# ~ Your Opinion Counts ~



## AlleyGator (Mar 25, 2011)

What you think of these skins for my K3 covers...do you like or not like?


----------



## Sometimes Lucy (Jan 28, 2010)

I think all three of them go nicely with the covers you've matched them with, so, in my opinion, they're great choices!


----------



## PG4003 (Patricia) (Jan 30, 2010)

I think they all look great.  Especially that first one, very classy looking.


----------



## drenee (Nov 11, 2008)

All three are gorgeous. Good luck deciding. 
deb


----------



## Raffeer (Nov 19, 2008)

Love all three. I know that's not much help but they are all smashing. If I absolutely had to choose maybe the first..................


----------



## mommacomet (Feb 15, 2011)

I love them all  But the first and last give me a masculine feel more than the middle.  The Middle DaVinci Oberon is classy with a feminine feel in the skin.


----------



## VujaDe (Oct 2, 2010)

I think they're all great but my favorite is the DaVinci + skin.  I love it!


----------



## PraiseGod13 (Oct 27, 2008)

VERY nice!  You've done an excellent job matching the color and "feel" of each skin with each cover.


----------



## NapCat (retired) (Jan 17, 2011)

Super....all very masculine !


----------



## pixiedust319 (May 18, 2011)

Although a tough call, my favorite would have to be the second one. Are you able to see the back skin of the Kindle while it is in the case?


----------



## AlleyGator (Mar 25, 2011)

Thanks everyone for your input. I really appreciate it. 



mommacomet said:


> I love them all But the first and last give me a masculine feel more than the middle. The Middle DaVinci Oberon is classy with a feminine feel in the skin.

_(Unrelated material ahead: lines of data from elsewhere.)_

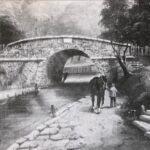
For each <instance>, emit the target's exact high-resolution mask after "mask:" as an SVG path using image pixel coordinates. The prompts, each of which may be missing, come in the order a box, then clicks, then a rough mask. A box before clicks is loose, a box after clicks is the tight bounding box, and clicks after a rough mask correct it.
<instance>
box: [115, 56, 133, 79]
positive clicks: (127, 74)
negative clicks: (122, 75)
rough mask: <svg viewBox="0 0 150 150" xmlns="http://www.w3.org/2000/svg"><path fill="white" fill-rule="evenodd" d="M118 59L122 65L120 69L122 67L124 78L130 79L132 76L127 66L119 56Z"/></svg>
mask: <svg viewBox="0 0 150 150" xmlns="http://www.w3.org/2000/svg"><path fill="white" fill-rule="evenodd" d="M116 58H117V60H118V63H119V65H120V67H121V68H122V70H123V74H124V76H125V77H126V78H128V77H130V76H131V74H130V73H129V71H128V69H127V67H126V66H125V64H124V63H123V62H122V60H121V58H120V56H117V57H116Z"/></svg>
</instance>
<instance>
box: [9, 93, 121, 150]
mask: <svg viewBox="0 0 150 150" xmlns="http://www.w3.org/2000/svg"><path fill="white" fill-rule="evenodd" d="M105 99H106V100H105V105H104V106H103V108H102V110H101V113H100V114H96V113H92V112H90V106H91V101H90V97H89V96H87V97H85V98H84V99H80V100H79V101H78V102H75V103H74V104H71V105H70V106H68V107H67V109H66V108H64V109H61V110H60V111H59V112H58V113H57V116H58V117H56V118H55V119H53V120H48V121H47V122H44V123H43V125H41V126H39V127H37V128H36V130H34V131H33V132H32V133H31V134H30V135H28V136H26V137H23V138H21V139H19V140H17V141H16V143H15V144H13V145H11V146H10V147H9V148H8V150H16V149H17V150H18V149H25V150H27V149H30V150H31V149H34V150H67V149H68V150H72V149H73V150H74V149H89V150H90V149H94V150H95V149H99V148H104V147H105V146H107V147H108V146H109V145H110V146H112V145H113V147H115V146H118V145H122V144H123V140H122V137H121V135H120V134H119V132H120V130H121V128H120V126H122V123H123V122H122V119H121V117H120V116H119V115H117V114H116V113H115V110H116V109H117V108H109V103H110V102H109V101H110V100H109V98H108V93H107V92H106V97H105ZM68 109H69V110H68Z"/></svg>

Mommacomet ~ the first and last covers belong to males. The middle one belongs to me - female.



pixiedust319 said:


> Although a tough call, my favorite would have to be the second one. Are you able to see the back skin of the Kindle while it is in the case?


No, pixiedust...you are not able to see the back of the skin when it's in the case.


----------



## BlondeStylus (Jan 28, 2011)

I love the first two best.  I find them both rather unisex looking.


----------



## gina1230 (Nov 29, 2009)

The first one is my favorite.


----------



## SilverMaple (Oct 20, 2010)

Love the first one best.  Really like the second, too.


----------



## Snapping Turtle (Feb 4, 2011)

I love the skin you found to go with the Dragon Oberon cover.  The third combination is definitely my favorite.

The other two skins are good matches with their covers, as well.  You have an excellent eye.


----------



## Cardinal (Feb 24, 2010)

I like all three of them.


----------



## SailorMerry (Dec 18, 2010)

I love the second combination- what skin is that exactly? I really like it!


----------



## dobes (Feb 22, 2010)

Love the first. Second skin seems too busy to me. Third is nice too.


----------



## lindakc (Sep 11, 2010)

They are all beautiful - you have a great eye for combining skins with covers.  My personal favorite is the first one.....it is an amazing combination!  Enjoy


----------



## AlleyGator (Mar 25, 2011)

ScaryMerry said:


> I love the second combination- what skin is that exactly? I really like it!


Thank you all for your nice comments. ScaryMerry the second skin is one of their new ones and called, Crest.

http://www.decalgirl.com/search.view?searchterm=crest


----------



## ireadbooks (Jan 11, 2011)

The middle one is too busy for me. I think I prefer the last combination.


----------